Looking back on my fifteen years of community work and campaigning I know I have made many mistakes. But I think I’ve learned a few things too and I want to share a few of them with you.
- Firstly, I think it’s important that our activism is rooted in self-knowledge, knowing our strengths, our weaknesses, and our passions, and deciding which issues to focus on. This is also about knowing our purpose. They say your purpose lies where your passions meet the needs of the world.
- I cannot stress the importance of self-care enough. How can you be effective, how can you support and serve others, how can you inspire when you are depleted and exhausted as so many people in service are? It is therefore essential that you are as disciplined as an Olympian in rest, recovery, diet, and sleep.
- Nurturing yourself in nature, away from newspapers and social media can be part of this, as can meditation and mindfulness, and going out dancing with your friends. There was a reason Gandhi went on retreat after every great campaign he led in challenging the British Empire.
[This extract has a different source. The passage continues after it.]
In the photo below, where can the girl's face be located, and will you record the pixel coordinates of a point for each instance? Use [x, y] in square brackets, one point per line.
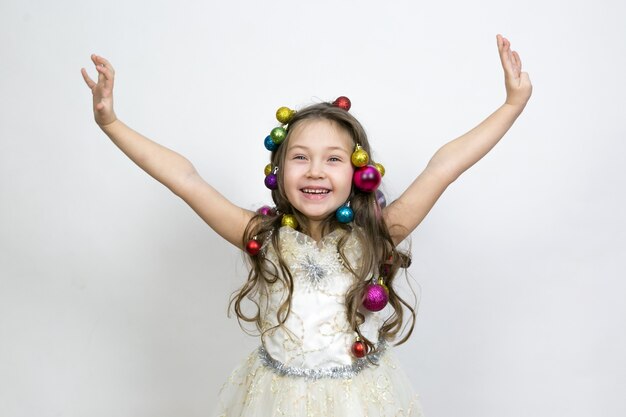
[317, 168]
- You’ve heard of eco-warriors but keep an eye out for ego-warriors and try not become one. Ego is something we all have and you will encounter no shortage of people with egos as big as mountains. Our responsibility is to keep our own ego in check.
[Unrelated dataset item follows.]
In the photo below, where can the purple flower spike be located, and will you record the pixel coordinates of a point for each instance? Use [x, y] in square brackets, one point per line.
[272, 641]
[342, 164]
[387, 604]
- There will be times when you doubt yourself and others might doubt you too. This is where self-belief and perseverance comes into play. You have to dig deep into your core and believe in yourself and your mission. Other people believing in us just isn’t enough.
- Ensuring integrity is at the heart of everything we do is critical. This means being truthful in our dealings and not compromising ourselves in exchange for power and profile. Our integrity and honour can be our greatest asset.
Now I’ve talked a lot about the power of the individual to create change and I truly believe in that. But make no mistake that behind every great leader, lies a great team, often a great partner, and certainly a community.
A focus on the individual is useful at times, but let’s remember that all great change happens because of community, because of the sum force of many voices, the people who help canvass and the people who help cook. We need to also remember that politicians are put there by us, at least most of them are, and just as we elevated them, we need to hold them accountable, and remove them if necessary.
Finally, it has been said that in the end, most things come down to a choice between love and fear. Fear is part of life and it can help us see danger ahead but it is also the thing that most cripples us, the thing that holds back our dreams, and the thing that is holding back our country from realising our huge potential.
Don’t ignore fear but instead use it. Have the courage to grab it by the horns and tell it that you aren’t going to bow to it. Let love be our guiding force, and together let’s reclaim our power, our politics, and our country.
So in those moments of fear, those dark times when it all looks too big, too overwhelming, remember that in the end it all boils down to courage. You have it inside you. We all do. Dig deep and stand tall. This is our time.